Insitekaltim, Samarinda – Wali Kota Samarinda Andi Harun memberikan penjelasan terkait sikap Pemerintah Kota (Pemkot) Samarinda yang mengajukan dissenting opinion dalam Rapat Umum Pemegang Saham (RUPS) Bankaltimtara yang digelar pada 23 April 2026.
Ia menegaskan, perbedaan pendapat tersebut disampaikan sebagai bentuk tanggung jawab dalam memastikan tata kelola bank daerah berjalan sesuai prinsip kehati-hatian dan aturan yang berlaku.
Menurutnya, salah satu poin yang menjadi perhatian adalah keputusan pemberhentian jajaran direksi lama yang dilakukan sebelum masa jabatan berakhir.
Ia menilai, keputusan tersebut perlu didukung dengan dasar yang jelas dan terukur.
“Bukan berarti kami menolak kewenangan RUPS, tetapi kami ingin keputusan yang diambil memiliki dasar yang kuat, baik secara logika maupun aturan hukum,” ujarnya kepada awak media di Balai Kota Samarinda, Kamis 30 April 2026.
Ia menilai jika laporan pertanggungjawaban direksi sebelumnya telah diterima, maka publik berhak mengetahui alasan kuat di balik kebijakan pemberhentian tersebut.
Selain itu, proses seleksi calon komisaris, khususnya terkait pentingnya kejelasan status hukum para calon.
Ia menekankan, seluruh proses harus didukung oleh dokumen resmi dari lembaga berwenang.
“Prinsipnya harus clear and clean. Informasi yang digunakan harus bersifat resmi agar tidak menimbulkan persoalan di kemudian hari,” tegasnya.
Dalam kesempatan itu, ia juga meluruskan isu yang beredar mengenai kehadiran Gubernur Kalimantan Utara (Kaltara) dalam RUPS. Ia menyebut, tidak ada aksi walk out, melainkan izin meninggalkan rapat lebih awal karena agenda lain.

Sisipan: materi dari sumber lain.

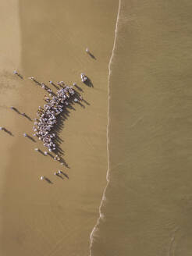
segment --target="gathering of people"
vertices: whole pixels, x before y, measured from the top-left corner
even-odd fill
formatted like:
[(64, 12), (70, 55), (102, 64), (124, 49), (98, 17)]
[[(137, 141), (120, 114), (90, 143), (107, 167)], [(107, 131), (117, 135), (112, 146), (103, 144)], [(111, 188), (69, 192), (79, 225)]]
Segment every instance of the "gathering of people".
[[(90, 52), (86, 48), (86, 52), (90, 54)], [(17, 70), (13, 70), (13, 74), (17, 75), (20, 78), (23, 79), (23, 76), (20, 74)], [(80, 73), (81, 81), (83, 83), (87, 80), (87, 76), (84, 73)], [(56, 93), (53, 93), (52, 90), (48, 87), (44, 83), (39, 83), (34, 76), (28, 77), (29, 80), (35, 82), (40, 85), (42, 89), (45, 90), (48, 95), (44, 97), (44, 101), (46, 104), (44, 105), (43, 108), (41, 106), (38, 107), (37, 116), (37, 118), (34, 119), (34, 123), (33, 126), (34, 130), (34, 137), (38, 137), (40, 140), (43, 142), (43, 145), (47, 148), (48, 151), (43, 152), (44, 155), (50, 155), (49, 152), (55, 151), (57, 152), (57, 145), (55, 142), (56, 134), (54, 132), (54, 129), (58, 123), (58, 118), (59, 115), (63, 112), (63, 108), (67, 107), (67, 105), (72, 101), (74, 102), (79, 102), (83, 100), (82, 96), (76, 93), (73, 89), (73, 86), (66, 85), (64, 81), (57, 82), (57, 85), (60, 86), (61, 88), (57, 87), (54, 83), (50, 80), (49, 84), (54, 85), (58, 88)], [(78, 87), (76, 83), (73, 83), (73, 87)], [(79, 88), (79, 87), (78, 87)], [(24, 112), (20, 112), (16, 107), (11, 106), (12, 110), (16, 111), (19, 114), (27, 117), (30, 121), (32, 121)], [(6, 128), (0, 126), (0, 130), (4, 130), (9, 132)], [(24, 137), (30, 138), (32, 140), (35, 141), (30, 135), (27, 133), (23, 133)], [(36, 151), (42, 152), (39, 148), (34, 148)], [(53, 157), (54, 160), (60, 162), (61, 165), (64, 163), (61, 161), (60, 157), (58, 155), (55, 155)], [(55, 175), (65, 174), (61, 170), (55, 172)], [(50, 180), (44, 176), (41, 176), (41, 180), (46, 180), (47, 181)]]

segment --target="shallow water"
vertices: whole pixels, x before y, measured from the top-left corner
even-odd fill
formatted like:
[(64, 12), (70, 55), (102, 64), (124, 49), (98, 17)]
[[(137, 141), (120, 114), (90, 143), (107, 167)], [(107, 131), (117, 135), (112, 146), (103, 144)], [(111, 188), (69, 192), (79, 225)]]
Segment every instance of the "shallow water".
[(191, 255), (192, 4), (120, 4), (91, 255)]
[[(15, 125), (11, 126), (15, 140), (8, 166), (0, 166), (5, 173), (1, 255), (89, 254), (90, 233), (105, 184), (108, 65), (117, 5), (110, 0), (19, 2), (21, 63), (14, 69), (18, 68), (24, 79), (18, 80), (20, 87), (14, 91), (19, 98), (13, 104), (8, 98), (5, 103), (7, 119), (15, 116)], [(12, 36), (14, 41), (14, 31)], [(96, 59), (86, 53), (87, 47)], [(11, 77), (12, 69), (11, 66)], [(81, 82), (82, 72), (94, 87)], [(27, 79), (31, 76), (47, 85), (51, 80), (69, 85), (75, 82), (81, 90), (82, 105), (74, 103), (73, 109), (68, 109), (58, 134), (62, 157), (69, 168), (36, 152), (35, 148), (44, 151), (42, 144), (23, 136), (32, 136), (33, 123), (10, 112), (13, 105), (34, 119), (38, 106), (44, 104), (45, 93)], [(1, 126), (5, 123), (3, 116)], [(0, 147), (3, 151), (3, 145)], [(59, 169), (69, 179), (54, 176)], [(41, 181), (42, 175), (52, 183)]]

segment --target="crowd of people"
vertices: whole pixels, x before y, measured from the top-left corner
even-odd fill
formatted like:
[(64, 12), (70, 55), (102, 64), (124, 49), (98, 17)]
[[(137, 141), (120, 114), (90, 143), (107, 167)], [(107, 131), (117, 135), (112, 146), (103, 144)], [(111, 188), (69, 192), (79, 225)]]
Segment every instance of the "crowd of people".
[[(34, 122), (34, 135), (43, 141), (44, 146), (50, 152), (56, 150), (56, 144), (53, 141), (55, 133), (52, 130), (57, 123), (57, 117), (63, 111), (63, 107), (69, 104), (68, 101), (73, 95), (75, 95), (73, 87), (65, 86), (58, 90), (55, 95), (50, 94), (49, 97), (45, 96), (47, 104), (44, 105), (44, 108), (38, 108), (37, 115), (39, 119), (36, 119)], [(79, 101), (77, 98), (73, 100), (76, 102)]]

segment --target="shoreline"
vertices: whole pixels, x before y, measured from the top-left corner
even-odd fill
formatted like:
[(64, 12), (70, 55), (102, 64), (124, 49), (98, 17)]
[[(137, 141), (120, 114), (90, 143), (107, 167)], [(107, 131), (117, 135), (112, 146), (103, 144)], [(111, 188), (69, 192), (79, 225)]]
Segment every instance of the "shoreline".
[[(112, 69), (111, 69), (111, 65), (112, 65), (112, 59), (113, 59), (113, 56), (114, 56), (114, 51), (115, 51), (115, 48), (116, 48), (116, 37), (117, 37), (117, 30), (118, 30), (118, 23), (119, 23), (119, 12), (120, 12), (120, 9), (121, 9), (121, 0), (119, 0), (119, 6), (118, 6), (118, 11), (117, 11), (117, 16), (116, 16), (116, 29), (115, 29), (115, 36), (114, 36), (114, 41), (113, 41), (113, 47), (112, 47), (112, 55), (111, 55), (111, 57), (110, 57), (110, 59), (109, 59), (109, 62), (108, 62), (108, 124), (107, 124), (107, 153), (108, 153), (108, 169), (107, 169), (107, 173), (106, 173), (106, 181), (107, 181), (107, 183), (106, 183), (106, 186), (104, 188), (104, 190), (103, 190), (103, 194), (102, 194), (102, 198), (101, 198), (101, 203), (100, 203), (100, 205), (99, 205), (99, 208), (98, 208), (98, 213), (99, 213), (99, 217), (97, 220), (97, 222), (96, 224), (94, 225), (91, 234), (90, 234), (90, 240), (91, 240), (91, 243), (90, 243), (90, 256), (91, 256), (91, 247), (93, 246), (93, 243), (94, 243), (94, 236), (96, 235), (96, 233), (97, 233), (97, 229), (98, 229), (98, 226), (99, 226), (99, 222), (100, 222), (100, 219), (103, 219), (104, 218), (104, 215), (102, 215), (101, 213), (101, 208), (102, 208), (102, 205), (104, 204), (104, 201), (105, 201), (105, 192), (106, 192), (106, 190), (107, 190), (107, 187), (108, 187), (108, 185), (109, 183), (109, 169), (110, 169), (110, 167), (109, 167), (109, 151), (108, 151), (108, 143), (109, 143), (109, 137), (108, 137), (108, 132), (109, 132), (109, 130), (108, 130), (108, 127), (109, 127), (109, 123), (110, 123), (110, 119), (109, 119), (109, 108), (110, 108), (110, 87), (109, 87), (109, 83), (110, 83), (110, 76), (111, 76), (111, 72), (112, 72)], [(94, 234), (95, 233), (95, 234)]]
[[(75, 254), (76, 251), (80, 251), (80, 255), (84, 255), (89, 251), (89, 236), (97, 218), (97, 204), (101, 202), (101, 188), (105, 184), (104, 169), (107, 158), (104, 140), (107, 120), (105, 84), (116, 6), (109, 1), (105, 3), (95, 2), (94, 9), (91, 12), (91, 4), (86, 1), (86, 8), (80, 13), (78, 5), (80, 3), (78, 2), (60, 3), (61, 5), (57, 7), (49, 2), (45, 9), (37, 2), (31, 3), (30, 9), (23, 5), (24, 2), (21, 1), (21, 3), (23, 59), (19, 72), (25, 77), (34, 76), (45, 84), (49, 80), (54, 82), (63, 80), (69, 85), (77, 83), (87, 103), (84, 107), (76, 106), (70, 111), (59, 133), (63, 140), (64, 158), (69, 165), (69, 169), (65, 169), (69, 180), (62, 180), (54, 176), (54, 172), (61, 165), (46, 156), (37, 155), (34, 148), (41, 148), (42, 145), (39, 141), (33, 143), (23, 137), (23, 133), (32, 133), (32, 122), (17, 119), (15, 133), (19, 137), (16, 137), (16, 143), (11, 152), (14, 169), (9, 163), (6, 170), (9, 176), (6, 177), (6, 195), (3, 202), (2, 251), (10, 254), (14, 251), (15, 255), (34, 255), (42, 251), (60, 255), (65, 250), (70, 255)], [(38, 12), (34, 20), (37, 6)], [(40, 13), (41, 8), (44, 11)], [(64, 12), (62, 16), (49, 17), (49, 9), (55, 13), (53, 8), (57, 10), (60, 8)], [(104, 15), (106, 8), (112, 10), (108, 16)], [(67, 12), (73, 13), (73, 19), (69, 17)], [(101, 13), (101, 19), (98, 13)], [(74, 19), (77, 14), (78, 23)], [(77, 40), (76, 34), (84, 33), (85, 15), (89, 20), (89, 25), (86, 27), (89, 38), (84, 36)], [(57, 20), (56, 23), (52, 23), (52, 19), (55, 23)], [(25, 20), (25, 23), (22, 20)], [(29, 24), (31, 24), (30, 33)], [(50, 27), (52, 29), (53, 26), (55, 36), (47, 45)], [(69, 31), (67, 30), (69, 26)], [(41, 30), (44, 31), (43, 36), (37, 34)], [(71, 44), (65, 41), (65, 30), (69, 34), (67, 37)], [(97, 37), (102, 46), (98, 46)], [(38, 40), (34, 40), (36, 37)], [(95, 55), (97, 60), (87, 56), (86, 47)], [(80, 83), (80, 73), (82, 72), (91, 77), (93, 88)], [(25, 112), (31, 119), (34, 118), (37, 106), (43, 103), (41, 90), (26, 80), (19, 89), (20, 96), (24, 101), (18, 102), (15, 107)], [(41, 183), (41, 175), (52, 177), (53, 185)]]

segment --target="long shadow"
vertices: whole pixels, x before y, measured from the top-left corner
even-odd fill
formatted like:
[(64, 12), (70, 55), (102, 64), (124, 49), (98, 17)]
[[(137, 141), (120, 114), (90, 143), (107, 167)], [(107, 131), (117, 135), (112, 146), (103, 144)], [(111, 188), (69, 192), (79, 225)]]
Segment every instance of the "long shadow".
[(28, 120), (30, 120), (30, 122), (32, 122), (32, 119), (31, 119), (31, 118), (29, 116), (27, 116), (27, 114), (24, 114), (24, 115), (23, 115), (24, 117), (26, 117)]
[(43, 152), (41, 149), (38, 150), (38, 152), (39, 152), (40, 154), (43, 155), (44, 156), (45, 156), (45, 155), (44, 154), (44, 152)]
[(52, 180), (50, 180), (48, 178), (44, 177), (44, 180), (50, 184), (53, 184), (53, 183), (52, 182)]
[(27, 135), (27, 138), (29, 138), (30, 140), (34, 141), (34, 142), (36, 142), (36, 140), (30, 135)]
[(87, 77), (87, 80), (84, 82), (86, 85), (87, 85), (89, 87), (94, 87), (94, 84), (91, 82), (91, 80)]
[(64, 175), (64, 176), (66, 177), (68, 180), (69, 179), (69, 176), (68, 176), (66, 173), (63, 172), (62, 171), (61, 171), (61, 172), (62, 172), (62, 174)]
[(4, 130), (5, 133), (7, 133), (8, 134), (9, 134), (10, 136), (14, 136), (12, 132), (10, 132), (9, 130), (8, 130), (7, 129), (4, 128)]
[[(73, 105), (75, 105), (74, 102), (74, 98), (80, 98), (80, 94), (78, 91), (76, 91), (76, 90), (74, 90), (75, 94), (71, 96), (69, 99), (68, 99), (68, 105), (66, 105), (65, 104), (63, 105), (63, 108), (62, 108), (62, 112), (60, 113), (59, 116), (58, 116), (57, 118), (57, 124), (52, 129), (52, 133), (54, 133), (55, 134), (55, 138), (53, 139), (53, 142), (55, 144), (56, 147), (55, 147), (55, 150), (52, 151), (53, 155), (51, 153), (48, 153), (48, 155), (52, 157), (52, 158), (54, 158), (54, 155), (58, 155), (60, 160), (59, 161), (60, 162), (61, 165), (65, 165), (65, 167), (69, 169), (70, 167), (69, 166), (68, 163), (66, 162), (66, 160), (63, 158), (63, 156), (65, 155), (65, 152), (61, 148), (61, 144), (63, 143), (63, 140), (62, 140), (59, 137), (59, 133), (62, 132), (62, 130), (63, 130), (64, 127), (64, 122), (66, 120), (68, 119), (68, 118), (70, 116), (70, 111), (71, 110), (76, 110), (75, 108), (73, 107)], [(80, 102), (77, 102), (78, 104), (80, 104), (80, 105), (81, 105), (83, 108), (85, 108), (85, 106), (81, 104)], [(41, 152), (41, 151), (39, 150), (39, 151)], [(41, 152), (42, 155), (44, 155), (44, 152)], [(63, 172), (63, 175), (64, 172)], [(69, 177), (68, 177), (69, 179)]]
[(23, 76), (22, 76), (20, 74), (17, 73), (16, 74), (20, 79), (23, 79)]
[(85, 108), (85, 106), (82, 104), (82, 103), (80, 103), (80, 101), (78, 101), (78, 102), (76, 102), (77, 104), (79, 104), (82, 108)]
[(64, 180), (64, 178), (63, 178), (61, 175), (59, 175), (59, 173), (57, 173), (56, 176), (57, 176), (58, 177), (61, 178), (62, 180)]
[(82, 99), (82, 101), (85, 102), (87, 105), (90, 105), (90, 103), (87, 102), (86, 100), (84, 100), (84, 98)]
[(59, 87), (55, 84), (54, 84), (53, 82), (49, 83), (49, 84), (52, 84), (55, 87), (55, 88), (56, 88), (57, 90), (59, 90)]
[(37, 81), (36, 79), (33, 79), (33, 81), (38, 85), (41, 85), (41, 84), (39, 81)]
[(87, 52), (87, 53), (88, 53), (88, 55), (89, 55), (92, 59), (94, 59), (94, 60), (97, 59), (95, 58), (95, 56), (94, 56), (92, 53), (91, 53), (90, 52)]
[(77, 84), (74, 84), (74, 86), (76, 87), (76, 89), (78, 89), (80, 91), (84, 91), (84, 90), (81, 88), (81, 87), (80, 87)]
[(12, 107), (12, 109), (14, 110), (17, 114), (20, 114), (20, 115), (21, 114), (20, 112), (16, 108)]

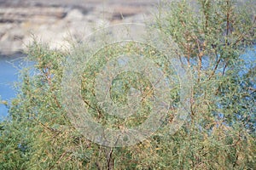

Lebih lanjut, ia menyadari posisi Pemkot Samarinda sebagai pemegang saham minoritas. Meski demikian, ia menegaskan bahwa penyampaian dissenting opinion merupakan hak yang dijamin dalam mekanisme RUPS.
“Keputusan tetap mengikat, termasuk bagi kami yang berbeda pendapat. Namun, ini penting sebagai catatan bahwa keputusan tidak diambil secara bulat,” jelasnya.
Ia berharap masukan yang disampaikan dapat menjadi bahan evaluasi untuk memperkuat tata kelola serta menjaga kepercayaan publik terhadap bank daerah tersebut ke depan.